I made contact with a town official there and he said he would look into information on the grave. The local archive manager told him there wasn’t any information on his burial. Before I asked him, a friendly guy from the same town said it would be really hard to find the grave.

I was about to give up but then decided last week to post for some help on a forum for the town. Two people responded with questions and I thought this is hopeless again.

No one was offering to help me look for his grave on the forum. Then a guy sent me a private message that he was visiting the cemetery this week.

Luckily, I had my grandfather’s death date from the local registry office. That date determines where my grandfather’s grave would be located in the cemetery.

So, yesterday I casually checked my private messages for the forum and the guy sent me a message. I was nervous but relieved to not see the Russian negative words нет and не.

But I still was thinking he could be sending me random pictures of the cemetery. What were the chances of finding my grandfather’s grave on my birthday?

I could not understand what the guy was writing so I used Google Translate. It is hard to explain the excitement when I realized he pinpointed my grandfather’s grave on a map and posted 10 photos of the grave onto Dropbox.

This year has been the year of NO, NO and NO. I kept my expectations of finding the grave low because I’ve heard that cemeteries in Russia are not maintained in the same way as in the USA.

So, I cried on my birthday because I could finally see my grandfather’s grave. I gave my youngest son his middle name after his great-grandfather. Now, my grandfather does not feel forgotten in some Russian cemetery.

Here is his grave stone:

P1070186

I’m giving a translation as a free lesson in Russian gravestone reading: Ivanov Pavel Nikolaevich (patronymic name that states he is son of Nikolai), born December 5, 1885 (but he was really born on Dec. 15. Even gravestones have the wrong information. I know this as a fact because my father bragged he shared his birthday with his father) and died December 2, 1971. The г. in the gravestone means year.

P1070184

Here is the overgrown mess that surrounds my grandfather’s grave. Anyone who finds their relatives’ graves in Russia surrounded by beautiful flowers and nicely cut grass is lucky. This is the reality of cemeteries in Russia.

 

 

 

 

 

A bonus find for the adopted Russian brother and sister

I am crossing my fingers an orphanage director will answer my e-mail message to help the Russian-born brother and sister who are looking for their mother. Sadly, the father died soon after his kids were adopted in the USA.

The brother and sister have copies of their birth certificate but the maiden name of the mother is not mentioned.
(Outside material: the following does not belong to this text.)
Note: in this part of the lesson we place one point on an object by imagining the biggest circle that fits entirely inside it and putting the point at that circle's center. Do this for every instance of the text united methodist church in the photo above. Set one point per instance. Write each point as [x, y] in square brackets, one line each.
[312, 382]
But it seems as if they have more information than American-born adoptees. I have several cousins who were adopted and it seems American-born adoptees have to do cartwheels to get their birth certificate.

While I wait for an e-mail message from the orphanage, I am so excited that I discovered online information on the brother and sister’s paternal grandfather. He was a decorated WWII veteran. I have tried so many ways to document my grandfather’s service in the Soviet Army so this success for the brother and sister is a bonus in this journey.

The grandfather’s service is so notable that his biography and photo are posted on the Ministry of Defense of the Russian Federation website. The biography includes his birthdate and birthplace so that opens the door to obtain his birth record for genealogy research. I am 100 percent confident that this man is the grandfather because a relative e-mailed the same picture as posted online.

I was even more thrilled when I found the five military award citations for the grandfather posted on Подвиг Народа. This wonderful website is such an asset for researching Russian WWII veterans. Such an online database does not exist for American WWII veterans.

Now, the joy I will have when the mother is found will be incredible. I never expected to find the father’s family so quickly. If only the maiden names of mothers were included on more civil records, I could find the mother much easier.